Kisah Unik Polisi Penakluk Pelaku Bom Sarinah Membuka Lapangan Kerja

Kisah Unik Polisi Penakluk Pelaku Bom Sarinah Membuka Lapangan Kerja
AKBP Untung Ahmad saat memberikan pelatihan kancing baju unik dari limbah batok kelapa. (Foto: istimewa)
/ YUD Sabtu, 6 Juni 2020 | 13:44 WIB

Jakarta, Beritasatu.com - Dalam upaya pengentasan masyarakat yang tidak memiliki pekerjaan dan penghasilan (pengangguran), salah satu anggota Polri yang bernama AKBP Ahmad Untung Surianata menginisiasi untuk membentuk sebuah team work home industri.

Menurut Ahmad Untung Surianata atau yang lebih dikenal dengan AKBP Untung Sangaji, team work industri rumahan yang dipelopori olehnya akan dimulai di pesisir Pantai Jakarta dengan membentuk team work home industri perdana disalah satu apartemen yang berada di Ibu Kota Jakarta.

Adapun industri rumahan yang disasar oleh anggota Polri kelahiran Waimital, Kairatu, Seram Bagian Barat, Maluku tersebut berupa pelaksanaan praktik pelatihan keterampilan pembuatan kancing baju unik dengan bahan baku limbah batok kelapa.

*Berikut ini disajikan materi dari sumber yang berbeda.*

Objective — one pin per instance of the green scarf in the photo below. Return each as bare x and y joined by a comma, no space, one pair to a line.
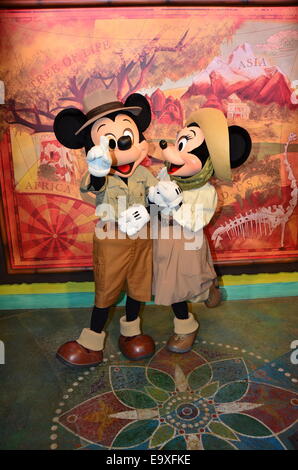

 "Pembuatan kancing baju unik dengan bahan baku limbah batok kelapa merupakan usaha home industri sebagai penopang pabrik-pabrik garmen yang tentunya juga membutuhkan berbagai jenis kancing," jelas Ahmad Untung dalam keterangan tertulis, Sabtu (6/6/2020). 

Nantinya kegiatan industri rumahan untuk membuat aneka kancing baju unik berbahan dasar limbah batok kelapa tersebut papar Ahmad Untung salah satu polisi yang menaklukkan pelaku teror bom di Sarinah Thamrin Jakarta pada tahun 2016 silam tersebut akan bergulir secara rutin di pesisir perairan Jakarta termasuk home industri pembuatan Bandeng Presto.

Adapun kegiatan perdana pembuatan kancing baju unik dari limbah batok kelapa tersebut diawali di Apartemen Riverside di kawasan Pancoran Pengadegan Jakarta dengan jumlah peserta yang dibatasi mengingat kondisi pandemi Covid-19 yang belum berakhir.

Dengan pelatihan keterampilan pembuatan kancing baju unik dari limbah batok kelapa tersebut, Ahmad Untung berharap kedepannya bisa mengurangi tensi kejahatan atau kriminal di masyarakat serta mampu meningkatkan Pendapatan Anggaran Daerah (PAD) serta dapat mendukung pabrik garmen diberbagai daerah.

Seperti diketahui sebelumnya, selama menjalani karier dalam dunia perpolisian di tanah air, selain terpanggil untuk mensejahterakan pengangguran, AKBP Ahmad Untung semasa menjadi Kapolres Aceh Utara juga pernah membina sebanyak 12 waria untuk kembali ke jalan yang benar.

Para waria yang ditangkap saat razia operasi penyakit masyarakat (pekat), setelah dilakukan pembinaan kini telah menjadi lelaki normal dan menolak untuk dipanggil banci atau waria.

Selain sebagai korps bhayangkara, AKBP Ahmad Untung Surianata dalam keterangan tertulisnya mengaku akan terus membangun bangsanya dengan sekuat tenaga diberbagai sektor kehidupan sesuai dengan kemampuannya.